The Colrain Manuscript Classic is a highly focused, four-day Intensive designed for poets with manuscripts in progress. The Classic features in-depth pre-conference work and candid, realistic evaluation and feedback from nationally-known poets, editors and publishers. In preparation, participants work at home on pre-conference assignments and then, in the workshop, review, arrange, and winnow their work based on the pre-conference work. In addition to the manuscript preparation workshop and editor sessions, there will be an editorial Q&A, and an after-conference strategy session.
Agenda
Friday: you will receive your Zoom link via email for the Overview and Introductions on Friday, August 25 at 5pm (bring your own wine!). We’ll talk about backgrounds in poetry, goals and expectations. Faculty will present an overview of the weekend.
Saturday: workshops begin at 10 am EST, break for lunch at 1pm and continue through the afternoon until around 5.
Sunday: editorial sessions begin at 10 am EST, break for lunch, and continue through the afternoon until around 5.

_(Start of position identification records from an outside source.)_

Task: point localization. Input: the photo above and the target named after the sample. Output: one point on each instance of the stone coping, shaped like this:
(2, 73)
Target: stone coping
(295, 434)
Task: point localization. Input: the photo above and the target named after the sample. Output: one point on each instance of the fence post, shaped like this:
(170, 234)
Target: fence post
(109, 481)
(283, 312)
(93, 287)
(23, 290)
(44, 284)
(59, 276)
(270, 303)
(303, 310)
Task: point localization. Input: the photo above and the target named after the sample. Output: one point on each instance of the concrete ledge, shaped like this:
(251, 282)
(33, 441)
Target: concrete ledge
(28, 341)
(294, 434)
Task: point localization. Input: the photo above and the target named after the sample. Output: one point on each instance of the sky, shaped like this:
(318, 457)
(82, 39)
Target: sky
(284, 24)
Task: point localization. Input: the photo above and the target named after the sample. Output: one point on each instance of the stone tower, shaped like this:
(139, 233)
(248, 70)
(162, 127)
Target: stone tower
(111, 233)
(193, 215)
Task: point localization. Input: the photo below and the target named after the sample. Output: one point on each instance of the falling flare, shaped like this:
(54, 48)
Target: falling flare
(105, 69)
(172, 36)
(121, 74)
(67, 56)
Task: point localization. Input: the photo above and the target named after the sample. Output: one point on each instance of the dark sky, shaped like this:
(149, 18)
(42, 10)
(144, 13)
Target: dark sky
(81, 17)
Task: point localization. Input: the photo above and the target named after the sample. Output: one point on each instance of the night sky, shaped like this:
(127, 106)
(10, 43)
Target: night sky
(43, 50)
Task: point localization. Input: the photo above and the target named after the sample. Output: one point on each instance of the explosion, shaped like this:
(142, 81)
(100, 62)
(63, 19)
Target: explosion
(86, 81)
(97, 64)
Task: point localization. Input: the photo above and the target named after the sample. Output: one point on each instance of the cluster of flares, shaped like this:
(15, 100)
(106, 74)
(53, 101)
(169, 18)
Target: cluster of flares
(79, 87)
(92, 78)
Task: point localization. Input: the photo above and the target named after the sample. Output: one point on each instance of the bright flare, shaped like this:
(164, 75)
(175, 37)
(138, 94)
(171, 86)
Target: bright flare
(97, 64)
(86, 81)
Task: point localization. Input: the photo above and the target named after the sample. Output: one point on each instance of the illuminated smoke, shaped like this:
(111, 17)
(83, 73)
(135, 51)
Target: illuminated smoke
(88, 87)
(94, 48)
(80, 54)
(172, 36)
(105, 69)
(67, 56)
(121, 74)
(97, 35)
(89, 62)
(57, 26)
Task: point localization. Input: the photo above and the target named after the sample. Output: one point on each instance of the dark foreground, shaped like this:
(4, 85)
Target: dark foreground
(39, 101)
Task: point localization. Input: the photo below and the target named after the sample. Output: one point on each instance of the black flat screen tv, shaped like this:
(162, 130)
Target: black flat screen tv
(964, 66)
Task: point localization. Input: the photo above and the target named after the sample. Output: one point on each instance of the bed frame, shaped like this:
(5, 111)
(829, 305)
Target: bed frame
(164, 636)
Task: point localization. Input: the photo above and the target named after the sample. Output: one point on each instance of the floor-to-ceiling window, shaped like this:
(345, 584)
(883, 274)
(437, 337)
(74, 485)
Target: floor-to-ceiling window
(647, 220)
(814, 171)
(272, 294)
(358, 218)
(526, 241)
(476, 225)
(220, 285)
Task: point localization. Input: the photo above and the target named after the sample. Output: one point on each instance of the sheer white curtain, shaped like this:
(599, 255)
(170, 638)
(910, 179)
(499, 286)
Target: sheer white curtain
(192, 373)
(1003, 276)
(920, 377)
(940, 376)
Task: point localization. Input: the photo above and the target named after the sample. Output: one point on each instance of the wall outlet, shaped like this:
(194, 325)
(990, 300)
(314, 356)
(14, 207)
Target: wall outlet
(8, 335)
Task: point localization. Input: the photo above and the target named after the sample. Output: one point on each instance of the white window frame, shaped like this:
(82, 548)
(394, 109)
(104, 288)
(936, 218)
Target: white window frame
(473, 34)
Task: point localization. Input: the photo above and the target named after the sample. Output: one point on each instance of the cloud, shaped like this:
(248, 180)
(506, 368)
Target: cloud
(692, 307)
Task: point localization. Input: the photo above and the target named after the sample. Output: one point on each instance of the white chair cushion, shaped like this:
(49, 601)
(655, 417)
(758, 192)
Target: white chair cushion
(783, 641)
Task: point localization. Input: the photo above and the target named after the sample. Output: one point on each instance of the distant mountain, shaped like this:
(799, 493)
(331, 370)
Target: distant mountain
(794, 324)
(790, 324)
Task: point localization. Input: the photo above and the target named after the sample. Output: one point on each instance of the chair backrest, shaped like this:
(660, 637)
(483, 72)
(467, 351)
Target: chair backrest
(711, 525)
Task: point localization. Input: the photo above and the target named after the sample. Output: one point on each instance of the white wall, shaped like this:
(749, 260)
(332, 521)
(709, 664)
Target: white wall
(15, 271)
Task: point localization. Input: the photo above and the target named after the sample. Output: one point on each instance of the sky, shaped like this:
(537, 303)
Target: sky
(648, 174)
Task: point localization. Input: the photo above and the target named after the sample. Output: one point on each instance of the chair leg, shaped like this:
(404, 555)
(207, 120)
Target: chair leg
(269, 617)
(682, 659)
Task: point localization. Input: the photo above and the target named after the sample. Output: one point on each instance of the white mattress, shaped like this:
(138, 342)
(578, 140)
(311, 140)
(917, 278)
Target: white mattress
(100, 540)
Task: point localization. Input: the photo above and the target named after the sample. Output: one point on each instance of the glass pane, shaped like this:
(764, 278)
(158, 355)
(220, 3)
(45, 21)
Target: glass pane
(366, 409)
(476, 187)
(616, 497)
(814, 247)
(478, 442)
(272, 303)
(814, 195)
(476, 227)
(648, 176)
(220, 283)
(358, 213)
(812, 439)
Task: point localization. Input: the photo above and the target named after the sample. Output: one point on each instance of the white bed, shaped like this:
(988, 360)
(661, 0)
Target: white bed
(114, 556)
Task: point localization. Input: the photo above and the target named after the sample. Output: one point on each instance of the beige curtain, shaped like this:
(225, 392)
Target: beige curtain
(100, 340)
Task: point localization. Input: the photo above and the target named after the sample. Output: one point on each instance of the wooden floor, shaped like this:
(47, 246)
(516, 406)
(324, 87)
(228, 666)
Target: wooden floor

Monday: wrap-up discussion and publication strategies going forward from 10am until around 11:30.
Faculty
You will work with poet-editors Peter Covino and Joan Houlihan.
Peter Covino
Peter Covino is a founding editor of Barrow Street Press, a not-for-profit press connected to the nationally known journal, Barrow Street. The press publishes poetry collections through its annual contest and through solicitations. As a former professional social worker–who worked in the fields of foster care, AIDS services, and youth and family services for fourteen years, and as an Italian immigrant–poet, translator, and editor, Peter Covino’s creative writing and research interests continue to be strongly influenced by the interrelationship of ethnic culture, work in translation, and psychosocial identity. Covino is an associate professor of English and Creative Writing at the U of Rhode Island, and author of the full-length poetry collections, The Right Place to Jump (2012); and Cut Off the Ears of Winter (2005) both from W. Michigan University Press, New Issues, along with Straight Boyfriend winner of Frank O’Hara Prize Chapbook Prize. He has also co-edited an essay collection on Italian American Literature, Bordighera CUNY (2012). His prizes include the PEN American / Osterweil Award and the Paterson Poetry Prize for Literary Excellence, two recent URI Research Council grants, and a Faculty Mentoring award; and fellowship / residencies from Richmond the American International University of London, the American Academy in Rome, and the Nida Translation Institute, among others. His work has been featured or is forthcoming in Academy of American Poets’ Poem-a-day, American Poetry Review, Colorado Review, Community RAI Italian Television, Hayden’s Ferry Review, Journal of Italian Translation, Paris Review, Western Humanities Review, Witness, and the Yale Review. You can check out more of his work at: www.petercovino.com
Joan Houlihan
Joan Houlihan is the author of six books of poetry, most recently It Isn’t a Ghost if it Lives in Your Chest (Four Way Books, 2021), winner of the Julia Ward Howe Award and a Notable Indie Award; and Shadow-feast (Four Way Books, 2018), a Massachusetts Center for the Book Must-Read. Her other books are: The Us, named a Must-Read of 2009 by Massachusetts Center for the Book, and Ay, both from Tupelo Press; The Mending Worm, winner of the Green Rose Award from New Issues Press; and Hand-Held Executions: Poems & Essays. In addition to publishing in a wide array of leading journals, including Poetry, Boston Review, Harvard Review, Ploughshares and Gulf Coast, she has served as critic and editor, most recently at Contemporary Poetry Review. Her critical essays are archived online at bostoncomment.com. Her work has been anthologized in The Iowa Anthology of New American Poetries (University of Iowa Press) and The Book of Irish-American Poetry–Eighteenth Century to Present (University of Notre Dame Press). She has served as judge for numerous poetry awards and contests including the Louise Bogan Prize for Poetry (Trio House Press), the Jane Kenyon Award for Poetry (New Hampshire Literary Awards), and Massachusetts Center for the Book Award, among others. She has taught at Columbia University, Emerson College and Smith College and serves on the faculty of Lesley University’s Low-Residency MFA in Creative Writing Program in Cambridge, Massachusetts and she is also Professor of Practice in Poetry at Clark University in Worcester, Massachusetts. Houlihan founded and directs the Colrain Poetry Manuscript Conference.
How to Apply
Before you apply, please visit the Conference Criteria page to make certain this conference is right for you. If so, send a bio and 4-5 poems from your manuscript to us at:
joan.houlihan@gmail.com
We’ll get back to you within three days.
Conference Fee
Following successful application, the registration fee is $1,000.00.